No officials have released any figures, and in a press conference today Mayor Michael Nutter (D) said the turnout wasn't so important because the papal visit wasn't a football game. "This is not a situation where you evaluate success based on the score," Nutter said. If more than a million pilgrims had shown up, it's likely Nutter would be singing a different tune and using it as evidence of a successful papal visit. Probably only 800,000 pilgrims showed up at the Ben Franklin Parkway (which basically goes around the Museum), and there were more than a thousand hotel rooms vacant over the weekend even though prices skyrocketed after the initial announcement the pope would be visiting Philadelphia.

So now it's the blame game. Philadelphia Magazine reports:

Monday morning, at what mercifully looks to have been the final Pope press conference, I asked Mayor Michael Nutter a question. I'm paraphrasing, but it went a little like this:

For those who made it, this weekend was amazing. But a lot of people stayed away because they got the message the city was closing down for this event. Is there anything you'd do differently? Is there anything you wish the media had done differently? That Philadelphians generally had done differently?

Nutter allowed that there were surely things the city could have done better. Then he turned to the media's role.

"In some instances, you all scared the shit out of people," Nutter said.

"So did you," another reporter shot back immediately.

It's a disturbingly common attitude among elected officials, and government officials in general, that it's not their actions, decisions, or policy choices that elicit a reaction from the public but the media's coverage of those actions and decisions. They're mistaking the map for the thing. The problem is particularly acute with police unions, which seem to be constantly complaining that the media covers police brutality, even as the media has a long way to go to giving police misconduct the attention it deserves.

It was Nutter who made the decision to shut down a large swath of Philadelphia's downtown area, Center City, the Schuylkill Expressway (I-76 east of the Turnpike tolls), and I-676, which cuts through downtown Philly. And those security decisions were made by federal and state agencies, they still needed the mayor's acquiescence. The papal Mass was held north of I-676 but the area closed off to vehicular traffic started a couple of miles south and east of 676. There's not a lot of (honest) ways to cover that without giving off the appearance it was going to be a bitch to try to see the pope.

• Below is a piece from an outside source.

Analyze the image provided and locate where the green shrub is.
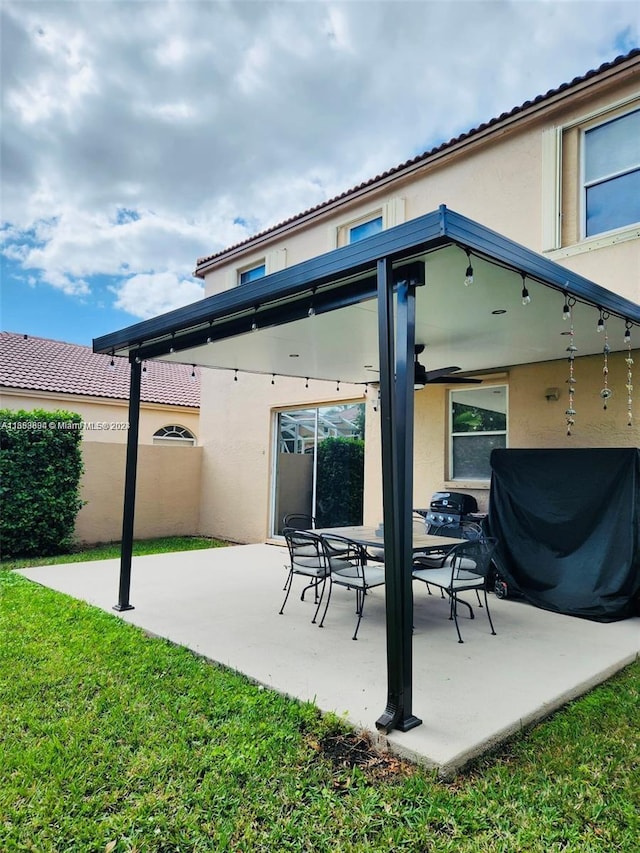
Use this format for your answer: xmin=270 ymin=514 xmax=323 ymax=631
xmin=0 ymin=409 xmax=84 ymax=557
xmin=316 ymin=436 xmax=364 ymax=527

As I wrote yesterday, my wife and I, who live in Philly, were turned off to trying to see the Mass Sunday by a security checkpoint line that looked at least two hours long. We had a couple of pilgrims staying with us and they left early in the morning and reported a five hour wait at a checkpoint. SEPTA, the regional public transit authority, shut down much of its rail service, opening up a lottery to win the right to purchase passes for the train during the papal visit. Those passes were good only from the specific station for which you applied and only to center city. Ridership may have been up to half of what was expected. The establishment of a lottery just to access public transit gives off the unmistakable impression of scarcity. Residents also reported sporadic and unannounced bus delays and cancellations throughout the city.  Government officials get caught up in the security theater they put up, hypnotizing themselves with mantras like "better safe than sorry" and "safety first." Where there's a free press, it's going to report on security theater the way it looks, not the way government imagines it looked. That's not something any self-respecting politician or other government official in a nominally democratic society should bemoan.